Dem angeschuldigten Arschloch ist ein Pflichtverteidiger zu bestellen.

(Defence counsel shall be assigned to the accused arsehole.)

This was apparently the result of speech recognition software and office incompetence. The error was corrected but the correction not properly saved to disc (I think it should simply have read ‘Dem Angeschuldigten’ (the accused).

Leitender Oberstaatsanwalt Reinhard Nemetz ist betroffen. Er spricht von einem “nicht akzeptablen” Fehlverhalten seiner Behörde. “Ich muss mich bei dem Bürger ausdrücklich und in aller Form entschuldigen”, sagte Nemetz am Montag unserer Zeitung. Der Behördenchef hat eine penible Überprüfung des Vorgangs angekündigt und betont: “Ich will wissen, wer dafür verantwortlich ist.”

The case has been stayed for witnesses to be summoned from abroad.
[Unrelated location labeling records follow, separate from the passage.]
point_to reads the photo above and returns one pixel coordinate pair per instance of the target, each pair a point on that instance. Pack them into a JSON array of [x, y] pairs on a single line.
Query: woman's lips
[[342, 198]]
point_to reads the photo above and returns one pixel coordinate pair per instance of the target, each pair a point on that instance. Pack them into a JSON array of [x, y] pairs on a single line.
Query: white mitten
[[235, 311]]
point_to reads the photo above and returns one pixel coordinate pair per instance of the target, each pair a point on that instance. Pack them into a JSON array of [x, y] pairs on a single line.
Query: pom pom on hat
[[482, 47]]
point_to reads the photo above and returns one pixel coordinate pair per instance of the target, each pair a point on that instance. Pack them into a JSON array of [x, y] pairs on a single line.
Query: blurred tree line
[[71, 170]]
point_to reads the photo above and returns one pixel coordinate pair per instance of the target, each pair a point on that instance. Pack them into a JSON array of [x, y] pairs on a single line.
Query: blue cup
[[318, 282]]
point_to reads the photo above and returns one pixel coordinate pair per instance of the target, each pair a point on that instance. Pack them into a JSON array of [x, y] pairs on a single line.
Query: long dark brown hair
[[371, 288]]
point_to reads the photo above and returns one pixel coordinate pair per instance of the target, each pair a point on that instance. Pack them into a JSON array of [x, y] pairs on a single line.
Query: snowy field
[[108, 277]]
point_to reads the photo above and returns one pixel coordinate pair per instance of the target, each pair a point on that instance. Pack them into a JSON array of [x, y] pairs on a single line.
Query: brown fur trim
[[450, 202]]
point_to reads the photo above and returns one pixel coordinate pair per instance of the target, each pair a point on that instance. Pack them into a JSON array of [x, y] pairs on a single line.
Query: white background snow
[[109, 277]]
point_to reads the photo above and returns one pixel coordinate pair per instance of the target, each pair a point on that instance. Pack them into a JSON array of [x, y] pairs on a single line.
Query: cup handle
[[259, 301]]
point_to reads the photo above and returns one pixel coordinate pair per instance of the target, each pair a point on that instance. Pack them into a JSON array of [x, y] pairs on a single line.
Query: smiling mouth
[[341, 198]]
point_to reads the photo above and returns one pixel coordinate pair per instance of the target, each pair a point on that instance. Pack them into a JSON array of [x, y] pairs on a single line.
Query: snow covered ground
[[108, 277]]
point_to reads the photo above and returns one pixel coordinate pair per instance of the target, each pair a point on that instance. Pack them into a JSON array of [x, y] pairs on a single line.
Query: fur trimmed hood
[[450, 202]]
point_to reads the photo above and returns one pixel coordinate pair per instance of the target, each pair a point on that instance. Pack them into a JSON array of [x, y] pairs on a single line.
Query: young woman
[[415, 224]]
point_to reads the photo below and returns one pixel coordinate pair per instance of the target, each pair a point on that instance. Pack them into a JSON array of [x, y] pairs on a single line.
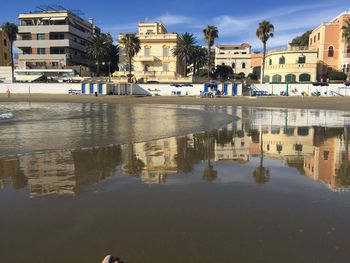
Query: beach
[[326, 103]]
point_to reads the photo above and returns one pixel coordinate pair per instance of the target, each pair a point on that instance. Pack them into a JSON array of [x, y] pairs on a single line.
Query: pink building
[[333, 51]]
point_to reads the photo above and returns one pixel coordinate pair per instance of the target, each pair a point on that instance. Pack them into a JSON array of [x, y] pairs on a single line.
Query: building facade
[[54, 39], [291, 65], [5, 49], [333, 51], [236, 56], [155, 61]]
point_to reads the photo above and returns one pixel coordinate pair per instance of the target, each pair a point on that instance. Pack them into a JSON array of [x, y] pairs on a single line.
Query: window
[[330, 51], [55, 36], [304, 77], [57, 50], [165, 67], [165, 51], [41, 51], [40, 37], [147, 51], [267, 79], [325, 155], [282, 60], [276, 78], [290, 78], [27, 50], [302, 60]]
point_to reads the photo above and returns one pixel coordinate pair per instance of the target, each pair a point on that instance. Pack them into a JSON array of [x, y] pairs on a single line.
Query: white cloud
[[171, 20]]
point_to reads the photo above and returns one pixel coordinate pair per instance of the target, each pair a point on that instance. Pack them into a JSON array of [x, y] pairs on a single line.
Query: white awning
[[27, 78]]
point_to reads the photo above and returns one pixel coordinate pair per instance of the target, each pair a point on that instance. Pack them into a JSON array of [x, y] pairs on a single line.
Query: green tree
[[264, 32], [184, 49], [99, 48], [303, 40], [11, 31], [346, 36], [132, 46], [210, 34]]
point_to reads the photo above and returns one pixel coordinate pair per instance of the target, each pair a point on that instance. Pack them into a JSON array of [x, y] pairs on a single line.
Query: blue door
[[225, 88], [235, 90], [91, 88]]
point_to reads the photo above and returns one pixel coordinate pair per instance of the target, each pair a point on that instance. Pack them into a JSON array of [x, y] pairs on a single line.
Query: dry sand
[[331, 103]]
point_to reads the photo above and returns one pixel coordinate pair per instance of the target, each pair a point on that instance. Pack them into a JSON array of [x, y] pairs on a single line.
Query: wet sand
[[328, 103]]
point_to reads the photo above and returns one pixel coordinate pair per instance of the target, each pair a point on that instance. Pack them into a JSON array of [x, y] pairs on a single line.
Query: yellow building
[[155, 61], [291, 65], [5, 49]]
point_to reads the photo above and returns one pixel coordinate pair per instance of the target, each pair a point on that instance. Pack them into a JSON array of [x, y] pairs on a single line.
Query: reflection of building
[[236, 56], [155, 61], [158, 158], [295, 64]]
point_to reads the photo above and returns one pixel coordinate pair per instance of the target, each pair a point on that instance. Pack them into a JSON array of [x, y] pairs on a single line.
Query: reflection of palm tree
[[343, 172], [134, 165], [261, 174], [209, 174]]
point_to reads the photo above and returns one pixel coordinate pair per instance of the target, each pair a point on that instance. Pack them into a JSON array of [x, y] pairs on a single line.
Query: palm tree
[[346, 36], [264, 32], [132, 46], [99, 48], [11, 31], [210, 33], [199, 58], [184, 49]]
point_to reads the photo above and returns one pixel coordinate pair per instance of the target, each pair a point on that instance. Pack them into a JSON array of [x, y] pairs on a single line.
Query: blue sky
[[236, 20]]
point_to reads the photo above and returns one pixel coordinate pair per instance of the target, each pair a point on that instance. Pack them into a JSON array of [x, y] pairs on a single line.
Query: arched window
[[165, 51], [267, 79], [291, 78], [304, 77], [330, 51], [282, 60], [276, 78]]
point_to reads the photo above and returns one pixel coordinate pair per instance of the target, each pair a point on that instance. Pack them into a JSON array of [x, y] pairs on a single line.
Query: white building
[[236, 56]]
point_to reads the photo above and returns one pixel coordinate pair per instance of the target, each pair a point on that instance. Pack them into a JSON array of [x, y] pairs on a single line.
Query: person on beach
[[111, 259]]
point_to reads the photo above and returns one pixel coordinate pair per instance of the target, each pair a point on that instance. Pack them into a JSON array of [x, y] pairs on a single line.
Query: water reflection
[[319, 152]]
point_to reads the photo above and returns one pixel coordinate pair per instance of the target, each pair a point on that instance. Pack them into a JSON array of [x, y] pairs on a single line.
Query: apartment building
[[236, 56], [155, 61], [291, 65], [332, 48], [54, 38], [5, 49]]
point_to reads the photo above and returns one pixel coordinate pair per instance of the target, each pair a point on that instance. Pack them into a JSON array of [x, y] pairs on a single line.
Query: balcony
[[145, 58]]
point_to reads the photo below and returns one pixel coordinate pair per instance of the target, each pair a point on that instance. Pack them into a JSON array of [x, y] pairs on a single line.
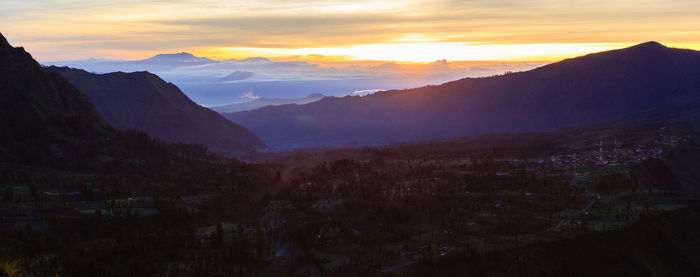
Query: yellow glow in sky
[[418, 52], [404, 31]]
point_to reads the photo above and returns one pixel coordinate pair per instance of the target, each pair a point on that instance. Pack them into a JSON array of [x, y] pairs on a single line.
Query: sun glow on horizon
[[416, 52]]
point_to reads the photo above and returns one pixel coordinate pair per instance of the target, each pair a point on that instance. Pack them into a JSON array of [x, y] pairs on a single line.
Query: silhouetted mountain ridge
[[143, 101], [587, 89], [43, 117]]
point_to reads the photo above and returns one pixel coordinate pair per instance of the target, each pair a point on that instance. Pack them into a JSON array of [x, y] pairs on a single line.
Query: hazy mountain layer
[[592, 88], [142, 101]]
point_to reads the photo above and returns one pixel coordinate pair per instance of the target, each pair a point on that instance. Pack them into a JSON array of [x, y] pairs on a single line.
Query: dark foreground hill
[[143, 101], [43, 117], [588, 89]]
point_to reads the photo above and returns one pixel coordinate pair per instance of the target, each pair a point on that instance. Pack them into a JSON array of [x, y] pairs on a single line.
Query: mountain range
[[263, 102], [592, 88], [43, 117], [142, 101]]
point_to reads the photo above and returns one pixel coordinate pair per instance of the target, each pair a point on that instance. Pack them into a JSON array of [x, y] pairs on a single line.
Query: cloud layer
[[68, 29]]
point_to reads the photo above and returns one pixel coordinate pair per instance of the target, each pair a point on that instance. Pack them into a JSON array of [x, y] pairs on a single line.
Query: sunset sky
[[403, 31]]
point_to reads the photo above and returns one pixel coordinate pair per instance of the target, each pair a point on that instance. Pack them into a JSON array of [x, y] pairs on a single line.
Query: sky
[[341, 30]]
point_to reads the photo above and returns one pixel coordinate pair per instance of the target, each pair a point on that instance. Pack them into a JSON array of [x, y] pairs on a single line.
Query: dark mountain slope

The defendant has a previous tortoise-smuggling conviction, but denies the present charge.

I suppose it makes a change from blaming it on the interpreter.

(From Digital Diktieren – the speech recognition blog – which reports that Dragon Naturally Speaking contains such words in the new version, but some programs delete them).

‘Bad French’ in Ossetia/Übersetzungsprobleme in Ossetien

It appears from an article in the Telegraph that something went wrong with the translation of the Russia-Georgia ceasefire agreement from French into Russian.

Bernard Kouchner told a meeting of EU foreign ministers at the weekend that the ceasefire agreement was written in French before being translated into English and then Russian. Asked what problems surrounded the buffer zones, Mr Kouchner replied: “The translation, as always.”

The Russian version allegedly speaks of security ‘for’ South Ossetia and Abkhazia, whereas the English version speaks of security ‘in’ the two areas. There is no mention of a Georgian version.

The Telegraph seems to view the problem not as the translation, but as the very fact that the agreement was written in French. Hmm. If French speakers were involved, that doesn’t sound very convincing.

The farce is a huge blow to the French belief that theirs is a lingua franca, spoken and understood the world over.

In fact French has long been replaced by English as the language of diplomacy, and is becoming increasingly irrelevant to the international community.

It’s also hard to see what is the relevance of the Académie française objecting to ‘le weekend’ and ‘le parking’ in French.

LATER NOTE: Here’s a quote from an article in Le Monde:

Le ministre français des affaires étrangères Bernard Kouchner a confirmé samedi 5 septembre qu'”un problème de traduction” contribuait à des interprétations différentes, par les Russes et les Géorgiens, du plan de paix négocié le 12 août par le président Sarkozy. Il confirme ainsi ce qu’avait déjà indiqué, sous couvert de l’anonymat, un responsable russe, expliquant que “dans la version russe, le texte évoque la sécurité DE l’Abkhazie et DE l’Ossétie du Sud”, alors que “dans le document transmis à Saakachvili”, en version anglaise, “cela a été présenté comme EN Abkhazie et EN Ossétie du Sud”.